Okanagan College Students
Okanagan College Students' Union executive chairperson Tiana Gaudette appeared before the institution's board of governors Tuesday to argue against a tuition increase.
— image credit: Joe Fries/Western News

Okanagan College will raise tuition fees and cut its workforce to help balance its books.

The school’s board of governors approved a $92.8-million operating budget for 2014-15 at a meeting Tuesday in Penticton, where a pair of students' union representatives urged officials to think twice about increasing the cost of attendance.

Instead, the board voted to increase tuition fees for domestic students by two per cent and bump up the cost for international students by eight per cent.

“Okanagan College has tuition fees which are more closely related to universities than to colleges in B.C.,” said students' union executive chairperson Tiana Gaudette.

“Furthermore, Okanagan College continues to be the most expensive institution for studying when comparing academic arts to every other college in B.C.”

According to figures compiled by the Ministry of Advanced Education, tuition for a full-time academic arts student at Okanagan College was $3,203 this year. Camosun College was next most expensive at $3,093, while the average across B.C. was $2,706.

With the increase, the cost at Okanagan College next year will rise to $3,267 for  domestic students and $11,880 for international students.

The hikes, which are expected to add $600,000 to the college’s bottom line, are among a variety of measures the institution adopted to help close a $3.2-million gap in its finances.

“Practically everything that could go wrong in terms of a budget situation did at the beginning of this year,” vice-president of finance Bob Eby told the board.

The shortfall was due mainly to a projected $1.4 million increase to employee wages and benefits, an expected $1.2 million decline in tuition fees, plus discontinuation of government funding for some skills training and language programs.

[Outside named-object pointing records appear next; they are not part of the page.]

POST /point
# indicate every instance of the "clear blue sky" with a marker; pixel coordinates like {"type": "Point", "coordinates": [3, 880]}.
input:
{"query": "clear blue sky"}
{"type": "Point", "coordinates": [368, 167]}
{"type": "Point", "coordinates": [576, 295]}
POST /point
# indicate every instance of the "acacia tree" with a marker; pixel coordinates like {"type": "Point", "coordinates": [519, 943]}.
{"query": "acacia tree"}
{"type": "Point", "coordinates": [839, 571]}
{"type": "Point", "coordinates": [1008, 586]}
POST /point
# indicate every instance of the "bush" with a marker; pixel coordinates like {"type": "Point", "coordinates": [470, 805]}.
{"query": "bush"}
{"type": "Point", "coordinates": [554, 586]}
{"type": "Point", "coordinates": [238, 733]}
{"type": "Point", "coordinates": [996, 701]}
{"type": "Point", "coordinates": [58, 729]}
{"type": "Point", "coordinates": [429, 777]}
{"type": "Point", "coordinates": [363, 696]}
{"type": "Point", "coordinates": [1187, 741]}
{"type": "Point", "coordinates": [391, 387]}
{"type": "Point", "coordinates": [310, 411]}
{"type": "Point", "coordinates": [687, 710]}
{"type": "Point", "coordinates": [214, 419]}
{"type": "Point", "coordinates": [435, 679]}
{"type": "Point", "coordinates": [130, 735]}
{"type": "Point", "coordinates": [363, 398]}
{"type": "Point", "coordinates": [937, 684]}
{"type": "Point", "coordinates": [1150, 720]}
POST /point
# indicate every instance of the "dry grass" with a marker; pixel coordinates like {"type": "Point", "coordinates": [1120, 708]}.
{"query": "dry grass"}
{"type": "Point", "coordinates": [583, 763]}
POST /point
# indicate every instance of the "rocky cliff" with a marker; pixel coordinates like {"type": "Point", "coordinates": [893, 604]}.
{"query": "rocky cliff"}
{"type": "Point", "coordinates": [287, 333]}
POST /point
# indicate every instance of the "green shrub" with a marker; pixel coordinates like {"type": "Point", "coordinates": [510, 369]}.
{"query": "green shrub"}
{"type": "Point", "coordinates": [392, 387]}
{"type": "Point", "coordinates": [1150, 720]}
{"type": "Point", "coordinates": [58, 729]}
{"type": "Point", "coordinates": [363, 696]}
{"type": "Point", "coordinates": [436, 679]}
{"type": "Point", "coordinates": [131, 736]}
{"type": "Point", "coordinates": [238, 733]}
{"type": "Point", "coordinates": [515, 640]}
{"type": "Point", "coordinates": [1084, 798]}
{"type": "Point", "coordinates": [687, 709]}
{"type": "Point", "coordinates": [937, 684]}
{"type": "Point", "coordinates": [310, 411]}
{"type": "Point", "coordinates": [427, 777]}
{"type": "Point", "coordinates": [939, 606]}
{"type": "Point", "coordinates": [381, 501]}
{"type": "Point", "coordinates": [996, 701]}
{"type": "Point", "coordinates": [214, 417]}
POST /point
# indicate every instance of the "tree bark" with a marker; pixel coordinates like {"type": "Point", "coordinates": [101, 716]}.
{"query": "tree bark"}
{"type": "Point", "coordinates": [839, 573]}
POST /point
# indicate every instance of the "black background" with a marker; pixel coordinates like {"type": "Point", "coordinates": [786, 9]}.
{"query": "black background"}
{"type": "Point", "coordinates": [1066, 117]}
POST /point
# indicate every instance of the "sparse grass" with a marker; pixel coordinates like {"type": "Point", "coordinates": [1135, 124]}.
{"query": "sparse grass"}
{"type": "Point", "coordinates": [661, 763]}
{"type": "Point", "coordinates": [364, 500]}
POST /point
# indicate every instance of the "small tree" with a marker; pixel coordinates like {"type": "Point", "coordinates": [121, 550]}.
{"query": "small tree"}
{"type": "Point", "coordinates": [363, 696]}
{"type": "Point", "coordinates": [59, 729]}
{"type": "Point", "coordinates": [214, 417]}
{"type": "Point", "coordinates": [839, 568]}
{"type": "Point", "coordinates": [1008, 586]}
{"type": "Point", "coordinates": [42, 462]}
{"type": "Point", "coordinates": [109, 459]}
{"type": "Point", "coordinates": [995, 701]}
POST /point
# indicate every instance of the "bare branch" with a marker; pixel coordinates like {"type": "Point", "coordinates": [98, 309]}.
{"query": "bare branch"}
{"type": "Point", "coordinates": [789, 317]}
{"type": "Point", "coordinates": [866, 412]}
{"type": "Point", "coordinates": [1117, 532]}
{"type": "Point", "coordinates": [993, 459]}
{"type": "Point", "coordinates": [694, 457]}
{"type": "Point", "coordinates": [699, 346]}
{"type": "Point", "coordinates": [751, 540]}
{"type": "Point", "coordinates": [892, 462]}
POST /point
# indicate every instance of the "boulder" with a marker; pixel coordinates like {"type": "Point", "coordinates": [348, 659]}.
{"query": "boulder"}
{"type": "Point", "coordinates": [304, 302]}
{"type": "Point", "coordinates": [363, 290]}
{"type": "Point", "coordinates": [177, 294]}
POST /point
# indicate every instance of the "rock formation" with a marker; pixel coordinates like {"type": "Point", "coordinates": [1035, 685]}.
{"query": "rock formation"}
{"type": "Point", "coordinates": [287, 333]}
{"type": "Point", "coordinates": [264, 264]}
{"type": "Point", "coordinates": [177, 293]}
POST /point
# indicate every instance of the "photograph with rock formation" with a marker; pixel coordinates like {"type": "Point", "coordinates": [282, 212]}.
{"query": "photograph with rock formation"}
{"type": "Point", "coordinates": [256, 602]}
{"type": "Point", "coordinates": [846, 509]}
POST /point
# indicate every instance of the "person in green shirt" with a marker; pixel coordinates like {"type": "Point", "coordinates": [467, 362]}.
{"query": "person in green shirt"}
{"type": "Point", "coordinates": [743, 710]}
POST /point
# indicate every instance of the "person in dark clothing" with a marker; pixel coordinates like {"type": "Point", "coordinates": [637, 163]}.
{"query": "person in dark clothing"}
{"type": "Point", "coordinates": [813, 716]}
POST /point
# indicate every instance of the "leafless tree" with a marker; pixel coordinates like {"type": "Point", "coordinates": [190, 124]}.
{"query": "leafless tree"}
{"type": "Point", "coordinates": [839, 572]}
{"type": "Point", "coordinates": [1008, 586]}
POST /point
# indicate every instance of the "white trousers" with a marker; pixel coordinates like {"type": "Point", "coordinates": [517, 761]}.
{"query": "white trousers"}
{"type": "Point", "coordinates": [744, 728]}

Besides increasing tuition fees, the college will also save money by reducing its workforce by five full-time equivalent positions through layoffs and attrition, and trimming its contingency fund from $500,000 to $200,000.

“Overall, we have really reduced the flexibility in the budget,” said Eby.

Gaudette said afterwards she understands the difficult financial position facing the college, but that increased tuition fees and other risings costs also make for a difficult financial position for students.

“It can often be a deterrent to students who look at these prices and look at the increases and may not attend,” she said.